1

I am trying to get a confidence interval for my response in a poisson regression model. Here is my data:

X <- c(1,0,2,0,3,1,0,1,2,0)
Y <- c(16,9,17,12,22,13,8,15,19,11)

What I've done so far: (i) read my data (ii) fit a Y by poisson regression with X as a covariate

model <- glm(Y ~ X, family = "poisson", data = mydata)

(iii) use predict()

predict(model,newdata=data.frame(X=4),se.fit=TRUE,interval="confidence",level=0.95, type = "response")

I was expecting to get "fit, lwr, upr" for my response but I got the following instead:

$fit
       1 
30.21439 

$se.fit
       1 
6.984273 

$residual.scale
[1] 1

Could anyone offer some suggestions? I am new to R and struggling with this problem for a long time. Thank you very much.

PPG
  • 13
  • 3
  • This link may solve your problem http://www.sthda.com/english/articles/40-regression-analysis/166-predict-in-r-model-predictions-and-confidence-intervals – Ravi Saroch Mar 18 '21 at 06:22
  • Does this answer your question? [How does predict.lm() compute confidence interval and prediction interval?](https://stackoverflow.com/questions/38109501/how-does-predict-lm-compute-confidence-interval-and-prediction-interval) – Ravi Saroch Mar 18 '21 at 06:24
  • You should not be asking statistical methods questions here. Instead post to stats.stackexchange.com after first searching to see if it’s been answered there. – IRTFM Mar 18 '21 at 06:25

1 Answers1

2

First, the function predict() that you are using is the method predict.glm(). If you look at its help file, it does not even have arguments 'interval' or 'level'. It doesn't flag them as erroneous because predict.glm() has the (in)famous ... argument, that absorbs all 'extra' arguments. You can write confidence=34.2 and interval="woohoo" and it still gives the same answer. It only produces the estimate and the standard error.
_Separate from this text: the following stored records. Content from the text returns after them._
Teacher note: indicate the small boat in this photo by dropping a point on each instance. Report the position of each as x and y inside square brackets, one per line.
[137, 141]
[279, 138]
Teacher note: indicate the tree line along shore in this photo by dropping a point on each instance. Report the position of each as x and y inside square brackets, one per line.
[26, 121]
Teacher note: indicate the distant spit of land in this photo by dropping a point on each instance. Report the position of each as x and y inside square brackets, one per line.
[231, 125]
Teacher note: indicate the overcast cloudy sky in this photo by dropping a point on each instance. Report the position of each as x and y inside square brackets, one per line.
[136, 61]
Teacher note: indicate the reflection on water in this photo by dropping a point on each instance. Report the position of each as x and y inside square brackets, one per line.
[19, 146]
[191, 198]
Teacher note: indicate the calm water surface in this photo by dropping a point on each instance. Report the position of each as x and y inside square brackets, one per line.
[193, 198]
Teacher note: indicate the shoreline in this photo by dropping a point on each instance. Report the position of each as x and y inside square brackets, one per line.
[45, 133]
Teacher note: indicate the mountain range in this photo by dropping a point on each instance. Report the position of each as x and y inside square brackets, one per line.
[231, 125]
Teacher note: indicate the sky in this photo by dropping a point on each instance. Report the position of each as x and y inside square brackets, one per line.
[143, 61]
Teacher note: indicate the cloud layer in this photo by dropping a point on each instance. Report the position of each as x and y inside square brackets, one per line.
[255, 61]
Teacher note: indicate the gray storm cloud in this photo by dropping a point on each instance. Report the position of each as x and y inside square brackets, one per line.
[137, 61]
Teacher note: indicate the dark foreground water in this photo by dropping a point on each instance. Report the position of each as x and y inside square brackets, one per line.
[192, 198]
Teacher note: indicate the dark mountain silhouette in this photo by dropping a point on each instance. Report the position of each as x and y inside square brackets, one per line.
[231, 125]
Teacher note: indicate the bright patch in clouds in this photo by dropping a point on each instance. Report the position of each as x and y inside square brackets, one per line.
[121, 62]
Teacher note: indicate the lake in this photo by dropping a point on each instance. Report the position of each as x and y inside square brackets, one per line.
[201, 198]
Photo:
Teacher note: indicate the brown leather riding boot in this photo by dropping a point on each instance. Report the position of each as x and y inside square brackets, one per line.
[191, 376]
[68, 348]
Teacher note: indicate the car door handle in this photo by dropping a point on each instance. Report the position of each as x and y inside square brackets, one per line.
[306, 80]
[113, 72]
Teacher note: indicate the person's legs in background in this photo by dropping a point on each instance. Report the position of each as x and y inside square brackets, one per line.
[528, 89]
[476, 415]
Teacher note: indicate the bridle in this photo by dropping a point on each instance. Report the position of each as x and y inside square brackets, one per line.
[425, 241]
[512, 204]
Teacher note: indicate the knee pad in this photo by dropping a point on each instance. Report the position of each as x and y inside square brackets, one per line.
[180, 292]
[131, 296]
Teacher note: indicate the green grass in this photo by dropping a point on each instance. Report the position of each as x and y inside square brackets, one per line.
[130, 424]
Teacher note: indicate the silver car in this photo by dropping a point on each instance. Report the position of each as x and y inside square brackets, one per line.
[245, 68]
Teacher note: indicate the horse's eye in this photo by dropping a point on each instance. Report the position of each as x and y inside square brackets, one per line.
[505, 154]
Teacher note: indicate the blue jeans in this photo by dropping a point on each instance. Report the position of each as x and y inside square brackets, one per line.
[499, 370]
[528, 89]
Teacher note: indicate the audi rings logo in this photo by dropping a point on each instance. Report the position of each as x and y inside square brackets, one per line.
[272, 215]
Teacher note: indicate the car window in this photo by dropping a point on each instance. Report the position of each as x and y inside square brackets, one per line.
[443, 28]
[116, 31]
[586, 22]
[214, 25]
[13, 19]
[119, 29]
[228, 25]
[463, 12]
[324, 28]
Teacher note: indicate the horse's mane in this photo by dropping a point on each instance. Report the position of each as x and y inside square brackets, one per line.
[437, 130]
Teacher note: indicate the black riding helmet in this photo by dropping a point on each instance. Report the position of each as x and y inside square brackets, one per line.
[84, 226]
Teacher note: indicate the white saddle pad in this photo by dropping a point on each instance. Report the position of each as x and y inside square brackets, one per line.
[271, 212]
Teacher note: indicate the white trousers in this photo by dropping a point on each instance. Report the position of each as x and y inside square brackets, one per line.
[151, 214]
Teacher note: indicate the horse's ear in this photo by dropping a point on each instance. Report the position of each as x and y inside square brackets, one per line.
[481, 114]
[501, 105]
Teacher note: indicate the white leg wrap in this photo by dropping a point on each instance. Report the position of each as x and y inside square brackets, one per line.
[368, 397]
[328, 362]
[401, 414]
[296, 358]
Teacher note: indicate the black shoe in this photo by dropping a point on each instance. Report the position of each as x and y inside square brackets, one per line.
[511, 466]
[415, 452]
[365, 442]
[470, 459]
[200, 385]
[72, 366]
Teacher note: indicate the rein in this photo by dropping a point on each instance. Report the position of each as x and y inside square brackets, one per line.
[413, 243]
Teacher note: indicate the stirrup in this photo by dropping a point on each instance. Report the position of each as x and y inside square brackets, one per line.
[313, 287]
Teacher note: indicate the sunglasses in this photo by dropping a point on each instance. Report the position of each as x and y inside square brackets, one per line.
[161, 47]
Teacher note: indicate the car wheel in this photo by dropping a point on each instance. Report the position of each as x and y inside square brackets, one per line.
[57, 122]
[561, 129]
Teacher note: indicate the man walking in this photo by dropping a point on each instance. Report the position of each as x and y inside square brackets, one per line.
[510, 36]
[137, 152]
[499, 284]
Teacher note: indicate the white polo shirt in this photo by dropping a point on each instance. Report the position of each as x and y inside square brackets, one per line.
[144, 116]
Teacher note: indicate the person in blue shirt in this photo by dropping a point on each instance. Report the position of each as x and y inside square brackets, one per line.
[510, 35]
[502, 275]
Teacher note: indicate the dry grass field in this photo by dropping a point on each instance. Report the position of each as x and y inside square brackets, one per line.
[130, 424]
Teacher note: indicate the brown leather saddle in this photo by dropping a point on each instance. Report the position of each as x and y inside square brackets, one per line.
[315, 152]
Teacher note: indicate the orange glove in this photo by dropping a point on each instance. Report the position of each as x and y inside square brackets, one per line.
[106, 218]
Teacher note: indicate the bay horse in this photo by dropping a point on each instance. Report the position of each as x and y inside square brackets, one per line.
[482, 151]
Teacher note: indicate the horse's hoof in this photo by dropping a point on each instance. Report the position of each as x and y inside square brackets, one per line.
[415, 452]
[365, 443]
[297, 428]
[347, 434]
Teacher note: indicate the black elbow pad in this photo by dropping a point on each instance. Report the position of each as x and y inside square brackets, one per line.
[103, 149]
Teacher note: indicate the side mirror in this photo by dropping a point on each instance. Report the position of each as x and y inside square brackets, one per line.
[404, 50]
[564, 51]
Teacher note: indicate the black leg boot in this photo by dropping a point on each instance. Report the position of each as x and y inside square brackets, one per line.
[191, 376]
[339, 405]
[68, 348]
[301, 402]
Second, one COULD then take the fit +/- 2*se to get an approximate 95 percent confidence interval. However, without getting into the weeds of confidence intervals, pivotal statistics, non-normality in the response scale, etc., this doesn't give very satisfying intervals because, for instance, they often include impossible negative values.

So, I think a better approach is to form an interval in the link scale, then transform it (this is still an approximation, but probably better):

X <- c(1,0,2,0,3,1,0,1,2,0)
Y <- c(16,9,17,12,22,13,8,15,19,11)
model <- glm(Y ~ X, family = "poisson")
tmp <- predict(model, newdata=data.frame(X=4),se.fit=TRUE, type = "link")
exp(tmp$fit - 2*tmp$se.fit)
       1 
19.02976
exp(tmp$fit + 2*tmp$se.fit)
   1 
47.97273 
user11599
  • 326
  • 1
  • 5